Das Anbieterfeld und das Produktangebot der SSD-Hersteller wird stetig größer und die Preise sinken. Doch welche soll man nehmen? Nicht nur die "gefühlte" Geschwindigkeit ist entscheidend, es gibt messbare Parameter, in denen sich aktuelle Flash-Laufwerke teilweise deutlich voneinander unterscheiden.

Außerdem stößt man aktuell auf Fallstricke, die dafür sorgen können, dass bestimmte SSD-Modelle gar nicht oder nur mit gebremster Leistung im Mac laufen.

Flash-Speicher kennt man hauptsächlich von Speicher-Chips für Digitalkameras oder USB-Sticks. Meist bekommt man hier preiswerte Modelle mit vier bis 32 Gigabyte Kapazität. Auf Geschwindigkeit muss man dabei nicht sonderlich viel Wert legen, denn USB-Flash-Speicher dienen hauptsächlich als Transportmedium für kleine und mittlere Dateien.

Anders wird das, wenn man Flash-Speicher als Ersatz für interne Festplatten benutzen will. Hier nennt man den Flash-Speicher "SSD" ( Solid State Disk ).

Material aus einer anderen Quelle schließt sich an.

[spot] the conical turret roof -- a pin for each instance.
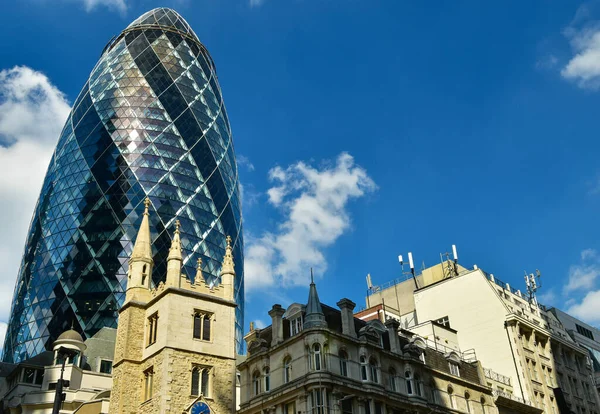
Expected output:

Flash-Festplatten greifen auf den Trick der Parallelisierung zurück. Die Daten werden dabei, ähnlich wie bei einem Raid-System, auf mehrere Flash-Chips verteilt und gleichzeitig geschrieben oder gelesen. Die Anzahl dieser "Kanäle" pro Laufwerk bestimmt dessen maximale Übertragungsgeschwindigkeit. Aktuelle SSD-Festplatten arbeiten mit bis zu 16 parallelen Kanälen.

Neue Controller ohne Cache

Die neuesten Flash-Controller, die in den Laufwerken verbaut sind, kommen ohne zusätzlichen Cache aus. Führend ist hier derzeit der Hersteller Sandforce . In fast allen aktuellen SSD-Laufwerken finden sich Controller-Chips dieses Herstellers. Lediglich Intel und Samsung setzen auf eigene Controller in Verbindung mit Cache-Speicher. Im Test stellen wir kaum Unterschiede zwischen den Kandidaten fest. Sicher ist in jedem Fall, dass der Cache-lose Controller günstiger in der Herstellung ist, da der teure Cache-Speicher entfällt.

Die Zeitspanne, die zwischen Absenden beispielsweise eines Lesebefehls bis zum Eintreffen der Daten vergeht, nennt man Zugriffszeit. Bei magnetischen Festplatten liegt sie in der Regel zwischen sieben und 18 Millisekunden. Gerade hier sind Flash-Laufwerke im Vorteil. Es gibt keine mechanischen Komponenten, die bewegt werden müssen, die Daten liegen also wesentlich schneller vor. Wir messen im Test Werte zwischen 0,15 und 0,52 Millisekunden. Das ist um Welten besser im Vergleich zu magnetischen Festplatten. Die Zugriffszeit ist der Punkt, der sich am meisten auf die "gefühlte" Geschwindigkeit des Mac auswirkt.